On Sunday, Edoardo Ponti will introduce De Sica’s final film, The Voyage (1974). Loren delivers what FLC programmers call “one of her most wrenching performances” as a widow falling in love (again) with her late husband’s brother (Richard Burton). Ponti will introduce Ettore Scola’s A Special Day (1977) on Saturday. The special day is May 6, 1938, when Hitler and his entourage arrived in Rome to parade around with Mussolini. In a nearly abandoned apartment complex, one man and one woman each have their reasons for not attending the festivities.
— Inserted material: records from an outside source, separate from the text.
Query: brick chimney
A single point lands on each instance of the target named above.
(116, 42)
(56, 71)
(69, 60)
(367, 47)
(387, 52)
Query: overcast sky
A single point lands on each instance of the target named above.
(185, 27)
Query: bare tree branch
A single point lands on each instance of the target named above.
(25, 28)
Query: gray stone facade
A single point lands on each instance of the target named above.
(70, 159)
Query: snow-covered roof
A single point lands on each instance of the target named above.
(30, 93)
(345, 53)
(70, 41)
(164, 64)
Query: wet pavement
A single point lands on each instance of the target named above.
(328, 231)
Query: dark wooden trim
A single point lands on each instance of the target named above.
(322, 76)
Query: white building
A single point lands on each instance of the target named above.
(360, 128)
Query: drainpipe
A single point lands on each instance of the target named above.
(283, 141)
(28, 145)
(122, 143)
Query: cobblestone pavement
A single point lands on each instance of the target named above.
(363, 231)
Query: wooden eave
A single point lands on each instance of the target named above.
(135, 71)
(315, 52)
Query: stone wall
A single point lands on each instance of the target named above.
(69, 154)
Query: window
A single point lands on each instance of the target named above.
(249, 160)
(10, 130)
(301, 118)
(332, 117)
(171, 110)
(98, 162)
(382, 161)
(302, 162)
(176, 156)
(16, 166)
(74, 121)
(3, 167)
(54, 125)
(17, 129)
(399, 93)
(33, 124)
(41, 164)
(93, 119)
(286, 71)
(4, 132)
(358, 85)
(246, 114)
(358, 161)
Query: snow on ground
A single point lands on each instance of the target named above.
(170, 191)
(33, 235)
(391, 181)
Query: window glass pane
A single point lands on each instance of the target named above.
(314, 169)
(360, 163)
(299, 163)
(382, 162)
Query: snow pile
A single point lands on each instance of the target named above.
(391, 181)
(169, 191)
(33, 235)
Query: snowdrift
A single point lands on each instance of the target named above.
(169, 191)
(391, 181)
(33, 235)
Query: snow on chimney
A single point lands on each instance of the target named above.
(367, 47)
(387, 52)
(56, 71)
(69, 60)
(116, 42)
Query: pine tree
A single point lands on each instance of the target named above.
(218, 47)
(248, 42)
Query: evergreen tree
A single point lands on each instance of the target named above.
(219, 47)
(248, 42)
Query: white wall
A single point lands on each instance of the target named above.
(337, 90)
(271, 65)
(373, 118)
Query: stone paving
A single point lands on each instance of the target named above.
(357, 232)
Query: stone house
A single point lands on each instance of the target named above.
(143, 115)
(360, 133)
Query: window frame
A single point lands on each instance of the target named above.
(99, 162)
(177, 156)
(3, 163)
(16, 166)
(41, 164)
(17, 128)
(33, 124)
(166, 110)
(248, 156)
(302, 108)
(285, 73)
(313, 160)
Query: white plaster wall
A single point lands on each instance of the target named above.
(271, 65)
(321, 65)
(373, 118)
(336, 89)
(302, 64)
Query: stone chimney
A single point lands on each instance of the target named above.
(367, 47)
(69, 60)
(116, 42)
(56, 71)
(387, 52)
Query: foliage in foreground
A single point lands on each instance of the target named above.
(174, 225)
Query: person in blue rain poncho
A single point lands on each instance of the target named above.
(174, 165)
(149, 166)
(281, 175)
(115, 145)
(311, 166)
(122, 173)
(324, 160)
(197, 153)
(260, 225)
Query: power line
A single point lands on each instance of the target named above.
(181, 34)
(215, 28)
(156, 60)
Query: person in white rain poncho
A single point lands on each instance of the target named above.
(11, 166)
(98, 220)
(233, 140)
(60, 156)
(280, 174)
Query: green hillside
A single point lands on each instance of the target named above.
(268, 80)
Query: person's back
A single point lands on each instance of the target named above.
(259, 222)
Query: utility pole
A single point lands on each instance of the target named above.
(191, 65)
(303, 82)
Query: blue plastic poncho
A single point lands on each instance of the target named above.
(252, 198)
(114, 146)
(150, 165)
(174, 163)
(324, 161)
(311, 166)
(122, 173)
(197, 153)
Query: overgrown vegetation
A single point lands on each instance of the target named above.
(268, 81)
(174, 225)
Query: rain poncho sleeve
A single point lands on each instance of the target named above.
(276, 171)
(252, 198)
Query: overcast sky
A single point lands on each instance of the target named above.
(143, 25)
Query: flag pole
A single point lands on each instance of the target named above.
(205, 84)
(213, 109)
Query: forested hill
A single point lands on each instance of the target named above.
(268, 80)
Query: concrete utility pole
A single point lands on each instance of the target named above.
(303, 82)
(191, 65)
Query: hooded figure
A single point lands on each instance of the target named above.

“Though not quite a love story,” wrote Deborah Young in 2015, A Special Day “perversely plays on the auras of two long-­standing icons of screen romance, Sophia Loren and Marcello Mastroianni, turning the audience’s desire for cinematic passion upside down. Who could have imagined the glamorous Loren playing a mousy hausfrau in an old robe and slippers, or Mastroianni, the prototypical Latin lover, as a gay intellectual?” Loren’s neglected wife and mother “is not a diva’s role . . . Yet there is a beckoning intimacy in the star’s wide green eyes that conveys an unmistakable, familiar challenge to Mastroianni.”